Black heard the sound of excited children in the background. The Finns had three, still all quite young as he recalled.
‘There’s a body and they’ve asked you to identify it, is that it?’ He heard himself speak as a soldier, clipped and emotionless.
‘Yes –’
‘Then I’ll go. You stay with the kids,’ Black said without a moment’s pause. ‘Give me the number of the person who called you and your email address. I’ll make contact and instruct him to route all communication through me. I’ll send you information as I receive it. I’m going to give you my mobile number, too – you can call me any time. Have you got a pen, Kathleen?’
She fought back tears and whispered a ‘yes’.
Black dictated his number and made her read it back to him, then took down the number of an Embassy official named Simon Johnson and all of Kathleen’s contact details, both of them finding reassurance in the practicality of the task.
‘Have you anyone to keep you company while you’re waiting?’ Black asked. ‘I shan’t be there until tomorrow morning.’
‘I can call my sister.’
‘Do that. It’s best not to be alone. I’ll be in touch the moment I’ve anything to report.’
There was a brief, awkward pause
in which Black might have brought the conversation to a close, except that it felt somehow incomplete. He and Finn had worked side by side for twenty years. They had been closer than brothers and saved each other’s skins more times than he could recall. This was never meant to have happened. Finn was the one with family, Black the man whom scarcely anyone outside the Regiment would have come to mourn.
‘I’m sorry, Kathleen,’ Black said. ‘We haven’t been in touch for a long time. We should have been. It’s my fault.’

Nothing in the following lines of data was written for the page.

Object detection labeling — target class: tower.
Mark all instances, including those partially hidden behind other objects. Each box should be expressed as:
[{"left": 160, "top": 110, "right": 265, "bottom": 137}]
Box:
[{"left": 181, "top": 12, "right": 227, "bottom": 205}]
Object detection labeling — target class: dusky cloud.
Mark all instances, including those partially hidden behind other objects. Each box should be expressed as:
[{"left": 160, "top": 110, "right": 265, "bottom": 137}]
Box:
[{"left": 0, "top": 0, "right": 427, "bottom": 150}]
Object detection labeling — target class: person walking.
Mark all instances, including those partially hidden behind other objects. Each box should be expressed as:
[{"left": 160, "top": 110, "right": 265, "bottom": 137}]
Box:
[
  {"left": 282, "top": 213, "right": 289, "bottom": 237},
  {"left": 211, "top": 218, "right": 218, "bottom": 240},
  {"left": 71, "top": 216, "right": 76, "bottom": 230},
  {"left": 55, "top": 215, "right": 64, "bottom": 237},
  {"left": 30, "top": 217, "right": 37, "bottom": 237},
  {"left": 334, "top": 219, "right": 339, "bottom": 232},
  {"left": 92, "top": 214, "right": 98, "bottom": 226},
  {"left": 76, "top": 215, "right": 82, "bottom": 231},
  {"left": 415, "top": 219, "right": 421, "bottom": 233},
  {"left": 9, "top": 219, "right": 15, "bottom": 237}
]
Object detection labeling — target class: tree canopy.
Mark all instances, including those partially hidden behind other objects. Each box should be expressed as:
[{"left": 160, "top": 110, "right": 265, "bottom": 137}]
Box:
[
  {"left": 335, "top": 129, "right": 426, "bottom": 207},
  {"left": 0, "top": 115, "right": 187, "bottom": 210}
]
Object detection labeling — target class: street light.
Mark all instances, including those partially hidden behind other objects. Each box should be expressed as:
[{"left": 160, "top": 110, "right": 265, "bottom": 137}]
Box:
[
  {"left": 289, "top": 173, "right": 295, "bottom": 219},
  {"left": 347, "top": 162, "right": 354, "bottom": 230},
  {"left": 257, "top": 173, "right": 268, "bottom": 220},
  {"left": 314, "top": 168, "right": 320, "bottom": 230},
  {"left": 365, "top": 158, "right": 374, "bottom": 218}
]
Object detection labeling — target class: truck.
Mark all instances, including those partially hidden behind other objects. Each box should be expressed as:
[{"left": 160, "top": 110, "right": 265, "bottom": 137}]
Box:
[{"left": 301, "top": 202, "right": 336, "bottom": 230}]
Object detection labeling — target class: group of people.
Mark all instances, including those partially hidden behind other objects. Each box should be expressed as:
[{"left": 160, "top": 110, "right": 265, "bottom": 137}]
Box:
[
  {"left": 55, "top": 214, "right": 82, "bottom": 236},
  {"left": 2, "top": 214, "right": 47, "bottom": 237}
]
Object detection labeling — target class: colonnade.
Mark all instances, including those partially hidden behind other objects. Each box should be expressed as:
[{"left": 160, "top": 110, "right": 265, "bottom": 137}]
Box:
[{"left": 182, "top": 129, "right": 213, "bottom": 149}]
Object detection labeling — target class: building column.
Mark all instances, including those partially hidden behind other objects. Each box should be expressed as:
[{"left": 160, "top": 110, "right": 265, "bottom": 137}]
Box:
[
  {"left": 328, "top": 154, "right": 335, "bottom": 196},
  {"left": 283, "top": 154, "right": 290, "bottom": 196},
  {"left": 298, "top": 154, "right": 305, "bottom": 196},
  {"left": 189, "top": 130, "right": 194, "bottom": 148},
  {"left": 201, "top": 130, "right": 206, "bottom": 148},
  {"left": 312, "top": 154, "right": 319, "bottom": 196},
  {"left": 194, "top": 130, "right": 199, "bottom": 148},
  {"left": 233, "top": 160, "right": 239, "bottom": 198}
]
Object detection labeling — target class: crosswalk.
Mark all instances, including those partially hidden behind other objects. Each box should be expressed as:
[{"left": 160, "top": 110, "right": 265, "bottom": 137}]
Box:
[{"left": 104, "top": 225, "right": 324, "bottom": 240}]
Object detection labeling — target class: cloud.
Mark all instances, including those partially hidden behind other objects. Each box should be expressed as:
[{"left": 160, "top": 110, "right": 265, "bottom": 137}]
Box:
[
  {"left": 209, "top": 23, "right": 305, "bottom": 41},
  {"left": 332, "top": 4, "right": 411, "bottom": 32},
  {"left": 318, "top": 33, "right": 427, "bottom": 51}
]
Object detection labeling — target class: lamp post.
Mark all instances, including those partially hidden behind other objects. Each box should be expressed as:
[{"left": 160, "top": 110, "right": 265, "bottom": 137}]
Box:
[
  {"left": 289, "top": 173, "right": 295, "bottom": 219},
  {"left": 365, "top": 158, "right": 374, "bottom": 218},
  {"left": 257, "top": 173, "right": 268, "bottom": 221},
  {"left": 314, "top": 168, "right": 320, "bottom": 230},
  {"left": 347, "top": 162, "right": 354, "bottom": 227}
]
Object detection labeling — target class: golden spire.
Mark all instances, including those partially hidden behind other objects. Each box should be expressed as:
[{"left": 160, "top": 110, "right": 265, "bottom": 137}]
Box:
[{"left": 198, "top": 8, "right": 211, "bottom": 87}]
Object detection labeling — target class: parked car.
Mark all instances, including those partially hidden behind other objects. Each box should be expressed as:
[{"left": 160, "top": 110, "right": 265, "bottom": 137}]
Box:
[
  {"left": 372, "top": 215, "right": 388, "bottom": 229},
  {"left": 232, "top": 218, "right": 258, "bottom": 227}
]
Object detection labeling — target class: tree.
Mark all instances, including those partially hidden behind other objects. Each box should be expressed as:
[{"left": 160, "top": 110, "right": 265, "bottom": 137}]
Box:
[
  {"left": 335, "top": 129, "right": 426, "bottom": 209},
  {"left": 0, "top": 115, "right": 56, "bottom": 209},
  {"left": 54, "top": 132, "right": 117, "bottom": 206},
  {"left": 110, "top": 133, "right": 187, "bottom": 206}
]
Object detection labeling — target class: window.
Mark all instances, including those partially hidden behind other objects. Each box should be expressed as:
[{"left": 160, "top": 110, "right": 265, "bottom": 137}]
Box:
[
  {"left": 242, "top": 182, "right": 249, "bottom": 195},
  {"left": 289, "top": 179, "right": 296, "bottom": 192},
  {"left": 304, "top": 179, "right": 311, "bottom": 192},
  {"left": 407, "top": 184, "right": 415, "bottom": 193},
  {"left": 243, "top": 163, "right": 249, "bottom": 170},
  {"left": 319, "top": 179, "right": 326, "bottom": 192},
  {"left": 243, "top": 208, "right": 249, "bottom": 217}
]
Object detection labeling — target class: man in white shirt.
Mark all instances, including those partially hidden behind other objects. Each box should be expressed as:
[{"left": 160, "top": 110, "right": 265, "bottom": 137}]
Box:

‘It was as much his as yours,’ she said. ‘He was always so busy, you know. He did mean to get in touch.’
‘Me, too,’ Black said.
They lapsed into another painful silence. Black put them out of their misery. ‘Goodbye, Kathleen.’
‘Goodbye. Thank you.’
He set down the phone and immediately picked it up again. He dialled the Paris number and got through to Simon Johnson, who sounded no older than a schoolboy. Black explained that he had been Finn’s commanding officer and arranged to come in Kathleen’s place. Johnson wasn’t certain the French police would accept the identification of a non-family member, but Black explained that in all likelihood he had spent more time in Finn’s close company and knew more about his habits than his wife. That seemed to satisfy the young official. They arranged to meet at the mortuary the following lunchtime.